New Exhibition Portrays Kandinsky as a Musician Through Art and Sound

Sayart / Oct 21, 2025

A groundbreaking exhibition titled "Kandinsky: The Music of Colors" has opened at the Philharmonie de Paris, running until February 2026, offering visitors a comprehensive look at the total artistic research of Russian painter Wassily Kandinsky. Created in collaboration with the Centre Georges Pompidou, currently without a permanent home, this exhibition showcases the constant dialogue between Kandinsky and music, breathing life into the work of this pioneer of abstract art that has often been overly intellectualized.

The exhibition features approximately 200 paintings and sketches alongside a musical journey that tells the story of Kandinsky's artistic evolution. Kandinsky didn't become a painter until he was thirty years old, when he experienced a profound shock after discovering both Monet's paintings and Wagner's music. This dual revelation convinced him to pursue painting as a means to achieve total art – a quest that may seem obvious in 2025 when everything is transdisciplinary, but was revolutionary in the pre-war era.

Kandinsky's revolutionary approach led him to form the Blue Rider group, bringing together painters like Robert Delaunay, Paul Klee, and his friend Franz Marc, as well as composer Alexander Scriabin. His research toward abstraction wasn't merely in dialogue with music – which he actually practiced – but was inspired by it. This influence is evident in his major series with evocative titles: "Compositions" and "Improvisations." His artistic development accelerated when he met composer Arnold Schoenberg, who, like Kandinsky, worked across artistic boundaries by also painting.

The relationship between the two artists was deeply meaningful, as evidenced by their correspondence. Schoenberg wrote to Kandinsky: "You have realized in your works what I had, in an admittedly imprecise form, such a great desire for in music. And what I seek in a pictorial form." This mutual influence demonstrates the synesthetic ambitions that were central to Kandinsky's work – the phenomenon of associating senses, which was very strong in the painter who, for example, associated yellow with the sound of a trumpet.

One of the most interesting aspects of the exhibition focuses on Kandinsky's scenic projects, which are also among his most poorly preserved works. He wrote performances designed to make the principle of synesthesia tangible. His stage adaptation of Modest Mussorgsky's "Pictures at an Exhibition," incorporating painting, sculptures, and performers, is reconstructed through an animated film created by pianist Mikhail Rudy.
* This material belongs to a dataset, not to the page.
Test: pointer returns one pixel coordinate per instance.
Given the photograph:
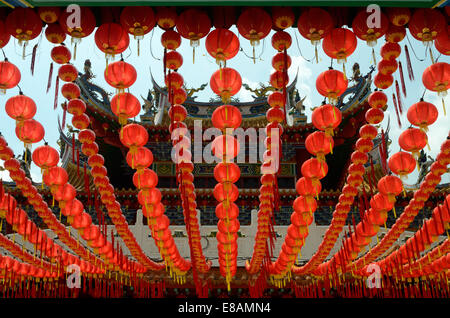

Another beautiful attempt to bring life through musical projection explores the research Kandinsky conducted after the war at the Bauhaus, where, invited by Walter Gropius, he worked on the graphic representation of musical language parameters and invented forms where natural signs and musical staves seem to suddenly dance before viewers.

The endeavor to explore the relationship between music and great painters of the 20th century has been attempted before with Paul Klee, Picasso, and Chagall. However, for Kandinsky, this musical perspective proves particularly fruitful because it liberates this pioneer of abstraction and his reflections on form and chromatism from the hyper-intellectual approach often taken toward his work. The exhibition succeeds in presenting Kandinsky's paintings as the "necessary and living" artworks he intended to create.

Despite its ambitious scope, the exhibition has some limitations stemming from the not entirely seamless marriage between the two organizing institutions. Visitors can sense more of Pompidou's influence than that of the Philharmonie, which has accustomed audiences to more immersive exhibitions. The result is somewhat disappointing as visitors find themselves in a typical "white cube" of classical modern art museum scenography. While the exhibition begins with an almost physical envelopment in Wagner's music, forcing visitors to navigate between projected images, the rest of the exhibition lacks sufficient musical presence, with selected excerpts being too brief. Greater risk-taking would have been welcomed – something that would more closely resemble the "necessary and living paintings" that Kandinsky sought to create.